Listen, I love a good cozy crime novel, but this was neither good nor cozy, with the main reason being the novel’s main character. OH MY GOD, this Emily-b*tch was one of the dumbest, most naive, silliest, and quite frankly most boring MCs I have ever come across.

Emily is sooo devastated when her boyfriend breaks up with her (on page 1 btw), only for us to learn that she doesn’t even know what her boyfriend does for a living?? She is literally like “I wasn’t sure exactly what he did, but he worked online from the kitchen table.” GURLLLL, the disconnect??? You don’t even know what job the love of your life is working??? 💀💀

Anyway, she will never be happy again, blah dee blah, so she moves to the middle of nowhere. Soon after, she meets her new next-door neighbour whom she is instantly suspicious of because she doesn’t talk much and has a metal fence in her garden.
I wondered what might be concealed on the other side of the fence that interested my dog so much. Speculating about the mysterious secret my neighbour could be hiding, it struck me that my great aunt had died as the result of a fall, not long after she had acquired a dog who was keen to tunnel under the metal fence […] Was it possible Poppy was trying to gain access to my neighbour’s garden in order to expose a nefarious secret hidden from the world? The more I speculated about it, the more likely an explanation it seemed both for the unusual metal fence, and for my great aunt’s unexpected fall down the stairs.

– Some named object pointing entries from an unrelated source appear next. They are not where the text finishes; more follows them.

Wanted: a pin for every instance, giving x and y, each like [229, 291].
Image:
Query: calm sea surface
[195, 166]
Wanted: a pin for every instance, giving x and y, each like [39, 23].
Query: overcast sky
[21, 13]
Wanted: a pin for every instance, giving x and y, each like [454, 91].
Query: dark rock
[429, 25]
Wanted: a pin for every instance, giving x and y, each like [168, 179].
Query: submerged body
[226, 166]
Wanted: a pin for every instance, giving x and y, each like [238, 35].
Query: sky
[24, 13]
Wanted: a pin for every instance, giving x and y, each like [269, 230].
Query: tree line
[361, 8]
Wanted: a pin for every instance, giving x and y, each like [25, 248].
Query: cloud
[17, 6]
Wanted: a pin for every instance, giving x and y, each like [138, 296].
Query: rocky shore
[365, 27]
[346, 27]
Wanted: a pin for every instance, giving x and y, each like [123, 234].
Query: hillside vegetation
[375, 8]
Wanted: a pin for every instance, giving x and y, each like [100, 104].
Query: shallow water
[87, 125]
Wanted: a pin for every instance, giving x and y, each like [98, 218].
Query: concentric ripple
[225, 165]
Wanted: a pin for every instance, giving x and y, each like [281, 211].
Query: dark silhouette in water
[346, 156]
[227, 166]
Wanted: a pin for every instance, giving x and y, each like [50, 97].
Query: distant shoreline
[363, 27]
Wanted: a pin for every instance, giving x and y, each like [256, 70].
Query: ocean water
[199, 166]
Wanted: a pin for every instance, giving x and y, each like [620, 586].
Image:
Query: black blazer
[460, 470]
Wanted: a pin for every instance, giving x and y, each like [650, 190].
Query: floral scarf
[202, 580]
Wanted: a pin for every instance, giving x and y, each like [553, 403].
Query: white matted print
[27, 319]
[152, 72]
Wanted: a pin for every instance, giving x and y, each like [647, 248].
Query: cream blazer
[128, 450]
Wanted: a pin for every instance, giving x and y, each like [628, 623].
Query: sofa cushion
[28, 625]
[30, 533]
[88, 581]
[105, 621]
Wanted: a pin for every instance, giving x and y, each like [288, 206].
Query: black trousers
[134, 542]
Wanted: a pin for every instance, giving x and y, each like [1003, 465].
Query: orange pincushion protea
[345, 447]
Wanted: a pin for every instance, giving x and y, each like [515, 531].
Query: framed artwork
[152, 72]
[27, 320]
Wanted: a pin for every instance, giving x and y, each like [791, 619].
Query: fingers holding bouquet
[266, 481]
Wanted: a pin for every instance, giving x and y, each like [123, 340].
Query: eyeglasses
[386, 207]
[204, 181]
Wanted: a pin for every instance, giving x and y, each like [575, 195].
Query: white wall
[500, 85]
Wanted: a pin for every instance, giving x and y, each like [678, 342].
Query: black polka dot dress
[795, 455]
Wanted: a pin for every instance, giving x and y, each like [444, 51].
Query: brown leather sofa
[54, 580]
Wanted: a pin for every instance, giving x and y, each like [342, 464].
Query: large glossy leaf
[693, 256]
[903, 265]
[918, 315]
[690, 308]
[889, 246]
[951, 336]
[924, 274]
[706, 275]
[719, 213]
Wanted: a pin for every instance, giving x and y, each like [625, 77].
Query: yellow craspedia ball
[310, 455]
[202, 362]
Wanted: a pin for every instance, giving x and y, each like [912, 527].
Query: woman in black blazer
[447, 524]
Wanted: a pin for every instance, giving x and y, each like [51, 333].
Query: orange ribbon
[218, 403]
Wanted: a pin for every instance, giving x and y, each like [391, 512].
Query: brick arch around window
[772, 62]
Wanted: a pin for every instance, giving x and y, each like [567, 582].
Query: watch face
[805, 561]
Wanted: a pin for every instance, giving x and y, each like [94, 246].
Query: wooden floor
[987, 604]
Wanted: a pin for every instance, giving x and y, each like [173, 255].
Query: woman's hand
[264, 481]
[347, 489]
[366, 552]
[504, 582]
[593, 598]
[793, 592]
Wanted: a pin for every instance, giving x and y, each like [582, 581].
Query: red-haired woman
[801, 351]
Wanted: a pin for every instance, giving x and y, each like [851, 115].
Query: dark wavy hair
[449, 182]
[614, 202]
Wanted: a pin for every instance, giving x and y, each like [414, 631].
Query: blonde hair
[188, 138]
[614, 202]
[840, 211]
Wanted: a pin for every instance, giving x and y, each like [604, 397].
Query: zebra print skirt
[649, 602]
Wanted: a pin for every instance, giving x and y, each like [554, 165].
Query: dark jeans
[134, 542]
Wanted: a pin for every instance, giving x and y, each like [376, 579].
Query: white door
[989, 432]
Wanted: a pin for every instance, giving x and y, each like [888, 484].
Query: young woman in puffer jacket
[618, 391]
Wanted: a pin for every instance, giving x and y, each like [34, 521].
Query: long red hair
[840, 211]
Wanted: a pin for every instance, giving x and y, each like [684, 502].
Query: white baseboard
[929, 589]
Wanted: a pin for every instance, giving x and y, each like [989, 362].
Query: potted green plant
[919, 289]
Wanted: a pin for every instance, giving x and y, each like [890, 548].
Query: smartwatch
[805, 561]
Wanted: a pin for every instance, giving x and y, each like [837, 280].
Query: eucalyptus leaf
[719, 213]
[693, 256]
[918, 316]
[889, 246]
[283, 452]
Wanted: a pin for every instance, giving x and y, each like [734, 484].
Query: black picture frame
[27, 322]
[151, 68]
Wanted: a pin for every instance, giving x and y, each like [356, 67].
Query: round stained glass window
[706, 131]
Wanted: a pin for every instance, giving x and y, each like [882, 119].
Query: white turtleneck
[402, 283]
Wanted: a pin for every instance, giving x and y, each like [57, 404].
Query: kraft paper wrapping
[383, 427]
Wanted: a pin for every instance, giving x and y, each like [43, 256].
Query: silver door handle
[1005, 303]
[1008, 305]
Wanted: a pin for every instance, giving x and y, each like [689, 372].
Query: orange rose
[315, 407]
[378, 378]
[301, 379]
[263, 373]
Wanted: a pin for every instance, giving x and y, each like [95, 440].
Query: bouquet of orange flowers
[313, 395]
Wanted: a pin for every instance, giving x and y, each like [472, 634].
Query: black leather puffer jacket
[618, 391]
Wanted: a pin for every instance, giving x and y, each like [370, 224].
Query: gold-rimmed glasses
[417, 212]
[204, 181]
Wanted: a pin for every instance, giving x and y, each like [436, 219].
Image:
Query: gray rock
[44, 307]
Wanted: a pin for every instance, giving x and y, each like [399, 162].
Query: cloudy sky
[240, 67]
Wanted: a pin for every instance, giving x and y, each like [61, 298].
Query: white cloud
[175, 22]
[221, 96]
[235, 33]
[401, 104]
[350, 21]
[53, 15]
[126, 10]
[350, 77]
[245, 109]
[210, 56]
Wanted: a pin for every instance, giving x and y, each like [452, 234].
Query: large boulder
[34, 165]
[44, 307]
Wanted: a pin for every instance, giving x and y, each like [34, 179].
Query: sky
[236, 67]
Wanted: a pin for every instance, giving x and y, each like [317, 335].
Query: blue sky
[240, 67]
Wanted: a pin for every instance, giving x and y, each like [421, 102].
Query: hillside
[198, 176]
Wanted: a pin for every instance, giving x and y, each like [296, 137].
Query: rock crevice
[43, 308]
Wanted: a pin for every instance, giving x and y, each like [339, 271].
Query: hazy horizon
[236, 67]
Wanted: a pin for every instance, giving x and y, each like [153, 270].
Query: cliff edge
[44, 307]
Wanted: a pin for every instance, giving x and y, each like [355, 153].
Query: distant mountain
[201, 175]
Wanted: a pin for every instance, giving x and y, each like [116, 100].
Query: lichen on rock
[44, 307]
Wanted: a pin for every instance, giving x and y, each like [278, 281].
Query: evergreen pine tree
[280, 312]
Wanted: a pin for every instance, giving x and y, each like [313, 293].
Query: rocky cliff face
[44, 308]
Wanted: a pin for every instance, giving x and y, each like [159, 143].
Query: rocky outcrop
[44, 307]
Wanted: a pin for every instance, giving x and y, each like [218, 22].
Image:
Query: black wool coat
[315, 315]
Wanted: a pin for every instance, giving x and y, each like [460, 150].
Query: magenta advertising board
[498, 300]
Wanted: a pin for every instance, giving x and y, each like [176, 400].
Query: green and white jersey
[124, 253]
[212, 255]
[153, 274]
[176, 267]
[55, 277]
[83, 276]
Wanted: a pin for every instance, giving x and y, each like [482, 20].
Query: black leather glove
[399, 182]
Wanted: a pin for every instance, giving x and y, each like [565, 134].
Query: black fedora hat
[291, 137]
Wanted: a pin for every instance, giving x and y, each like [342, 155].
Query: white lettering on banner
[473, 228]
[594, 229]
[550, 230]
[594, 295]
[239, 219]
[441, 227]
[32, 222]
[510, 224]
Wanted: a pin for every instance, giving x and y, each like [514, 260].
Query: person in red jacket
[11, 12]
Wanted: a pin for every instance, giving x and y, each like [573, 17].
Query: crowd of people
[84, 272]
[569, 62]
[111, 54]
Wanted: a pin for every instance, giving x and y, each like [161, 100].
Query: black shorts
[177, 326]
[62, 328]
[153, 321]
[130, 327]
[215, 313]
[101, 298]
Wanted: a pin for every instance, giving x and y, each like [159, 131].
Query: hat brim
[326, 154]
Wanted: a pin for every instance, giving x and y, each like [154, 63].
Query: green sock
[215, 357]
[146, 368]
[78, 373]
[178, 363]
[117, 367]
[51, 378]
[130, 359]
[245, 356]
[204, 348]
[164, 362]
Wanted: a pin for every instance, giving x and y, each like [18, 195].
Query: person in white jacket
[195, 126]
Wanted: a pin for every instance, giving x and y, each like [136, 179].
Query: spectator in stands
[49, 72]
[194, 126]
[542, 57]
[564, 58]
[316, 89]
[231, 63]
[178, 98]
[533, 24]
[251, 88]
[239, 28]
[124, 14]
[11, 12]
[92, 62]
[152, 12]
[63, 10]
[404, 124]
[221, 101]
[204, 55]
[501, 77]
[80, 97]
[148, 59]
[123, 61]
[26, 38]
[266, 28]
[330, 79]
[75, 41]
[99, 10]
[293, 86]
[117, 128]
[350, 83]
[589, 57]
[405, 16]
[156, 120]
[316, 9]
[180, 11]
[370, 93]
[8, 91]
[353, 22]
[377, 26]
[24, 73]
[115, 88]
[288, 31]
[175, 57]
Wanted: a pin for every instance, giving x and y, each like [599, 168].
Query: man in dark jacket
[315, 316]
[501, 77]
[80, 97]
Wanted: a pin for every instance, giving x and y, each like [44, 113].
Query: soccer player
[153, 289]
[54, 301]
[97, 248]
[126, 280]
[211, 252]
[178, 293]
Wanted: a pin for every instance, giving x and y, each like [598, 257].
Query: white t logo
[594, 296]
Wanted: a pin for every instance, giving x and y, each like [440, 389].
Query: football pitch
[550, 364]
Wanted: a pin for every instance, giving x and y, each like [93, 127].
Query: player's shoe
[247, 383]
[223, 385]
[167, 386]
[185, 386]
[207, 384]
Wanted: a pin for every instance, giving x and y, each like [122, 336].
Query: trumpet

You’ve read it here first, folks. People with metal fences are shady. I have read a couple of very unlikely and crazy theories in my life, but I swear to God, you HAVE to be high on something (whatever it is, I need it, NOW) to suspect your neighbour whom you haven’t even had a proper chat with of killing your great aunt simply because they have a metal fence in their garden, I mean, oh lord. And Emily’s crazy theories just get more and more lurid:

It just seems a bit of a coincidence that my great aunt had a fatal accident a couple of months after she brought a dog home with her […] And the postmortem said she died after falling down the stairs at home. But what if Poppy was trying to get under the fence, and my great aunt followed her and discovered what was going on, and Alice needed to get rid of her?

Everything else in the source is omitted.